(CNN) -- A Texas inmate who escaped last week -- on foot even though he was thought to need a wheelchair -- has been recaptured, the U.S. Marshals Service said Monday.
Arcade Comeaux Jr., 49, was carrying two loaded pistols when he was arrested without incident at 7:40 a.m. at a business in Houston, Texas, said U.S. Deputy Marshal Alfredo Perez.
"[Comeaux] was cold, wet, tired and hungry. He had had enough," Perez said. "He was tired of running."
The arrest was made by two Houston police officers responding to a suspicious-person call about a man who matched Comeaux's description.
Comeaux was sitting in the lobby a northeast Houston business, apparently in search of warmth and shelter, when officers approached, according to Houston officer Adrian Rodriguez.
"As soon as we saw him, we knew it was him," Rodriguez said at a news conference Monday afternoon.
Comeaux was serving three life sentences when he escaped on November 30 while being transferred by two armed guards from Huntsville to Stiles.
He produced a weapon and forced the two correctional officers to drive instead to Baytown, near Houston, where he handcuffed them together in the back of the van, took their weapons and one of their uniforms and ran away, officials said.
Perez said authorities haven't confirmed whether the two pistols found on Comeaux Monday are the guards' weapons, "but they look to be the same."
Perez said the marshals service had fielded hundreds of calls of sightings by citizens over the past week, and were responding to a Crimestoppers tip in the same area when they saw Comeaux taken into police custody. More than $30,000 in reward money had been posted by law enforcement agencies for information leading to his arrest.
Comeaux was being transported Monday afternoon back into the custody of the Texas prison system, Perez said.
Comeaux, who was on the marshals' list of 15 most-wanted fugitives, was serving time for aggravated sexual assault and two counts of aggravated assault with a deadly weapon when he escaped.
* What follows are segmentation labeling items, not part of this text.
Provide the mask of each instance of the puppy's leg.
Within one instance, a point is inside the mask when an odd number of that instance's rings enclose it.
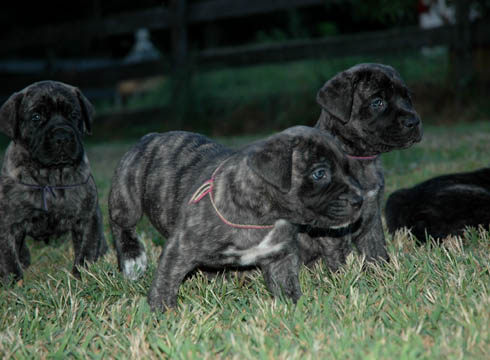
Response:
[[[22,266],[17,255],[16,236],[0,234],[0,280],[6,282],[9,276],[14,281],[22,279]]]
[[[119,174],[119,173],[117,173]],[[140,183],[129,183],[128,174],[114,176],[109,195],[109,224],[117,253],[119,271],[137,280],[146,270],[145,247],[138,239],[136,225],[143,216]],[[131,187],[133,186],[133,187]]]
[[[19,254],[19,261],[25,268],[29,267],[31,264],[31,254],[27,248],[25,236],[21,236],[17,240],[17,254]]]
[[[78,266],[85,265],[87,261],[97,261],[107,251],[102,214],[98,206],[89,221],[77,224],[72,230],[72,241],[75,252],[73,275],[80,277]]]
[[[299,265],[296,253],[261,264],[265,284],[274,296],[287,296],[295,303],[298,301],[302,295],[298,278]]]
[[[345,258],[350,252],[351,235],[340,238],[319,238],[316,239],[321,244],[322,259],[330,271],[337,271],[345,264]]]
[[[185,246],[185,236],[185,233],[172,236],[162,250],[148,293],[148,303],[153,311],[177,306],[180,284],[197,265],[193,248]]]
[[[357,250],[366,256],[367,261],[389,261],[381,215],[366,218],[362,228],[364,231],[352,239]]]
The 6-foot, 200-pound man was shackled and in a wheelchair, which he had said was needed for mobility, according to Michelle Lyons, director of public information for the Texas Department of Criminal Justice in Huntsville.
Some 45 minutes into the transfer trip, as they were driving through Conroe, 40 minutes north of Houston, the prisoner pulled out a pistol and ordered the guards to drive south to Baytown.
He fired once, but hit no one, officials said.
Law enforcement officers found the unharmed officers an hour later.
Comeaux was being transferred so he could be near a hospital in Galveston for treatment of the supposed paralysis he had suffered during a reported stroke, officials said.
Comeaux's criminal record dates back more than three decades. In 1979, he received three 10-year sentences for rape of a child, aggravated rape of a child, and burglary of a building with the intent to commit theft, all in Harris County.
He was released on mandatory supervision in 1983, but he was returned to prison in 1984 after being convicted of indecency with a child and sentenced to 20 years.
In June 1991, he was released on mandatory supervision but returned as a violator four months later. Paroled in December 1993, he was returned as a parole violator a year later. In February 1996, he was again paroled, but was returned to prison in June 1998 with a life sentence for aggravated sexual assault.
Though he had been in prison since, his criminal record didn't end. In July 1999, he used his wheelchair to pin his wife against a wall during a contact visit and stabbed her 17 times with a homemade knife, said John Moriarty, inspector general of the Texas Department of Criminal Justice. He also stabbed another prison visitor who tried to intervene; both victims survived.
For that, Comeaux was convicted on two counts of aggravated assault with a deadly weapon and received two additional life sentences.
He now will face additional felony charges.
His escape led the legislator whose committee oversees Texas' criminal justice system to call for a shakeup of the prison system.
"We just can't have security breaches of this nature," said Sen. John Whitmire, a Democrat from Houston who is chairman of the state Senate's Criminal Justice Committee.
Moriarty said such lapses are highly unusual in the state's penal system. "We have no open gun investigations other than this one," he said. "The last one was several years ago."